What were the levels of education present?

depress$educat <-factor(depress$educat, levels=c("<HS", "Some HS", "HS Grad", "Some college", "BS", "MS", "PhD"))
ggplot(depress, aes(x=educat)) +geom_bar()

table(depress$educat)

##
## <HS Some HS HS Grad Some college BS
## 5 61 114 48 43
## MS PhD
## 14 9

educat.prop <-data.frame(prop.table(table(depress$educat)))
educat.prop

## Var1 Freq
## 1 <HS 0.01700680
## 2 Some HS 0.20748299
## 3 HS Grad 0.38775510
## 4 Some college 0.16326531
## 5 BS 0.14625850
## 6 MS 0.04761905
## 7 PhD 0.03061224

The majority of participants were high school graduates, with the high school graduates making up almost 39% of the group, but there were participants at all levels of education.

What were the levels of CESD?

ggplot(depress, aes(x=cesd)) +geom_density(col="purple") +
geom_histogram(aes(y=..density..), colour="black", fill=NA)

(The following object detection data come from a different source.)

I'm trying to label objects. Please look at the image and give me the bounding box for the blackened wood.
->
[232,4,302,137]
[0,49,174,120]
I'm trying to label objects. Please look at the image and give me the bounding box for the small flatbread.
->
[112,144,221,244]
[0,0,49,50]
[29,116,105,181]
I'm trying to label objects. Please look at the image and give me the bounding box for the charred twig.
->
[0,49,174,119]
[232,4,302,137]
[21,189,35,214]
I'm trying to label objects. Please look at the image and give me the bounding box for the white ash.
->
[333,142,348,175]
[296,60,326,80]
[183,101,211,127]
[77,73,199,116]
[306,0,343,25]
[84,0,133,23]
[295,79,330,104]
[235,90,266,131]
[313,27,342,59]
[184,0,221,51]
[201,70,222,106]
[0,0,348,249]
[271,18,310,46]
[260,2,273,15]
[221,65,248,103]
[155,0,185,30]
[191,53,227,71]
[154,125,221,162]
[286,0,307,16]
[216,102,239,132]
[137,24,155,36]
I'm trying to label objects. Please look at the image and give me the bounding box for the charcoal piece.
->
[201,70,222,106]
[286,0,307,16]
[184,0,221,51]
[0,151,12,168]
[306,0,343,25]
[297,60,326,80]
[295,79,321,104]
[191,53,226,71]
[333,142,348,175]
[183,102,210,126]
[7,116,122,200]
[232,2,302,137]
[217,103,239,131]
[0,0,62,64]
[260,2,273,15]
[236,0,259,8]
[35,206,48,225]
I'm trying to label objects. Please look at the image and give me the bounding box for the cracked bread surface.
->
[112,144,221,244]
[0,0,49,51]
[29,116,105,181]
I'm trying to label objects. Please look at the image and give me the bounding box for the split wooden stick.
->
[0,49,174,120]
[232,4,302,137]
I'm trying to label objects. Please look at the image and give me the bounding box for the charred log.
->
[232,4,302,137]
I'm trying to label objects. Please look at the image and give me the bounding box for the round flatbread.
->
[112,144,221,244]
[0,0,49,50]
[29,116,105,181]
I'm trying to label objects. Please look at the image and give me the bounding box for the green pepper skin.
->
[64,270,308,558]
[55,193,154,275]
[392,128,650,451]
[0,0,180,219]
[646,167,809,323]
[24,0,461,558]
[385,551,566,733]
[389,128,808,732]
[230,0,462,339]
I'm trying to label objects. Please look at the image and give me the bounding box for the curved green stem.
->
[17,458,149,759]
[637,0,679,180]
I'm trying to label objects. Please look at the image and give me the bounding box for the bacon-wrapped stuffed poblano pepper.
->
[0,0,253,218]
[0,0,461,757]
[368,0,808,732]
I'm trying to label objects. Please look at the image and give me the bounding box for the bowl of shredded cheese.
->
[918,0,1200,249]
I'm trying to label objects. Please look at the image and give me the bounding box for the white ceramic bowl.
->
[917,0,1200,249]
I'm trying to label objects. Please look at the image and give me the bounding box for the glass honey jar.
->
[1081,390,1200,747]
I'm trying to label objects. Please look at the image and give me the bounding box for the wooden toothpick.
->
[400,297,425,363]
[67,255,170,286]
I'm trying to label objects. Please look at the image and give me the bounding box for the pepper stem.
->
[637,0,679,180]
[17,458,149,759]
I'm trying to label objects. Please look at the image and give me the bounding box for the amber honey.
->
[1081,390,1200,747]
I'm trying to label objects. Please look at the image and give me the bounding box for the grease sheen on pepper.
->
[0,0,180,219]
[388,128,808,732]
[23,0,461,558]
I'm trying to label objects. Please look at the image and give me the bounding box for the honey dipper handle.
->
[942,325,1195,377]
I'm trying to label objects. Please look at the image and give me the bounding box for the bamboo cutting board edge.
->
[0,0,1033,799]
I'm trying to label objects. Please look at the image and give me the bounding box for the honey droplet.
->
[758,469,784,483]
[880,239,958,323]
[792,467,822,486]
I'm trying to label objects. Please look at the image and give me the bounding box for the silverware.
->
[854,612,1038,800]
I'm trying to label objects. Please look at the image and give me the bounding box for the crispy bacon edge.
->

## `stat_bin()` using `bins = 30`. Pick better value with `binwidth`.

It seems the majority of the participants had a CESD score between 0 and 10.

What is the average CESD score?

mean(depress$cesd)

## [1] 8.884354

The average CESD score is 8.88.

What is the relationship between the participants levels of education and their CESD?

ggplot(depress, aes(x=educat, y=cesd, fill=educat)) + geom_violin(alpha=.1) +
geom_boxplot(alpha=.5, width=.2)

Summary

From these charts I can hypothesize that those that scored the highest on the CESD overall had primarily some high school education and those that scored the lowest had an education that ended before high school.